Thank you, Zacharia, for your willingness to answer our questions. I know that you share my desire for a frank and open conversation that will help us understand one another and ourselves better.
A Pastor Reflects
Muslims claim a very high view of the Qur’an as Scripture. My initial reaction to Zacharia’s first response, concerning personal opinion, the authority of the Qur’an, and interpretation was that this is similar to the view of the Bible with which I grew up.
However, I think that Christians are more likely to recognize that the Scriptures are heard with different ears in different cultures and different centuries, without taking away their “God-breathed” character. Interpretation is unavoidable, and therefore, dialogue and wrestling are necessary to discover how the Scriptures continue to speak to us. My personal opinion and interpretation count, even though they are always weighed in the context of the conversation that is going on in the whole church.

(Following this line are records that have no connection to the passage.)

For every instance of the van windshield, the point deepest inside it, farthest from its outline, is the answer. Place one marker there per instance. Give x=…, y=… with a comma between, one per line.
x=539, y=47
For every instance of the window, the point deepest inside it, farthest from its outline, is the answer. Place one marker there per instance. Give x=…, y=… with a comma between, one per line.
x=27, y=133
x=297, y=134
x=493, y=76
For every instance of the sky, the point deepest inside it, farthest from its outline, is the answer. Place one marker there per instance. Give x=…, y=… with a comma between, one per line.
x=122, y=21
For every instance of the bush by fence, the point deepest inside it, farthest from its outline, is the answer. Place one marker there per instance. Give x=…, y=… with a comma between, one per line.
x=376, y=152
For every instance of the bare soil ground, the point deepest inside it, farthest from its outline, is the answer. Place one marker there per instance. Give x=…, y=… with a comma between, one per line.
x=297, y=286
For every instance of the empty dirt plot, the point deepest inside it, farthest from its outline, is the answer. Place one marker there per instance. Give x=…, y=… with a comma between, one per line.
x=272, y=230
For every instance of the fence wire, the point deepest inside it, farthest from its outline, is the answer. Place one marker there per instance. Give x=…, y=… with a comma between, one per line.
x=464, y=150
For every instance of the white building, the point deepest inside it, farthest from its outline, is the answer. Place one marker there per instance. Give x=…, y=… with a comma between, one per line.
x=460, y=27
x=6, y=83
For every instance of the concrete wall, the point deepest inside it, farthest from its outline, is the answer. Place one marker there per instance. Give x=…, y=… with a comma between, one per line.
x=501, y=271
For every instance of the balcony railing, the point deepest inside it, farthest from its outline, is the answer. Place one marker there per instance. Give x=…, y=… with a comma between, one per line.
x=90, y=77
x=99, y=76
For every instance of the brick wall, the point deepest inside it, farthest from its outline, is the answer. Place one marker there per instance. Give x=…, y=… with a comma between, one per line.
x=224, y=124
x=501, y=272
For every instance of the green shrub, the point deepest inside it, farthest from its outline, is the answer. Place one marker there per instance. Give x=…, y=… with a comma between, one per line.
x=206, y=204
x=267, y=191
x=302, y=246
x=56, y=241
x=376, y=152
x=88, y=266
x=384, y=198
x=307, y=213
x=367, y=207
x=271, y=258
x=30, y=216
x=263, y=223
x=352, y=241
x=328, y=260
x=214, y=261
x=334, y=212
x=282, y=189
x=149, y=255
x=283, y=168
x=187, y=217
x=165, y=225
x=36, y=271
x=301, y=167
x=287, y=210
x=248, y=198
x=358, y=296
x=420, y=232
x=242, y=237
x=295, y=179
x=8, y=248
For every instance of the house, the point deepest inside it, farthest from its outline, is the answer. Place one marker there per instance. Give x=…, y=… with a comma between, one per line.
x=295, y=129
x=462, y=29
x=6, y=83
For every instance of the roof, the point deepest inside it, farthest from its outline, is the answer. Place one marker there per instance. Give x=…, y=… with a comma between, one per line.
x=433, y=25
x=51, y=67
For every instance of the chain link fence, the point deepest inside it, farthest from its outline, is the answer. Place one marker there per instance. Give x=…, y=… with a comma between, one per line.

In Islam, the Qur’an assumes a position almost equivalent to the place of Christ.
Second, Zacharia’s comments about the Bush administration might come across as inflammatory to some. At first he was inclined to equate the Bush administration’s actions with those of the September 11 terrorists. Both Muslims and Christians do need to examine our own “house” first and ask ourselves why others see us in this way.
Finally, Zacharia’s way of defining moral law (Sharia) basically requires that everyone in a Muslim country live according to Muslim laws. In the U.S. and Canada, Christian laws (blue laws) used to prevail in our culture, but as we have become more pluralistic, the influence of a particular Christian morality has modified to make room for differing opinions among Christians as well as different customs among the various religions, including liberalism.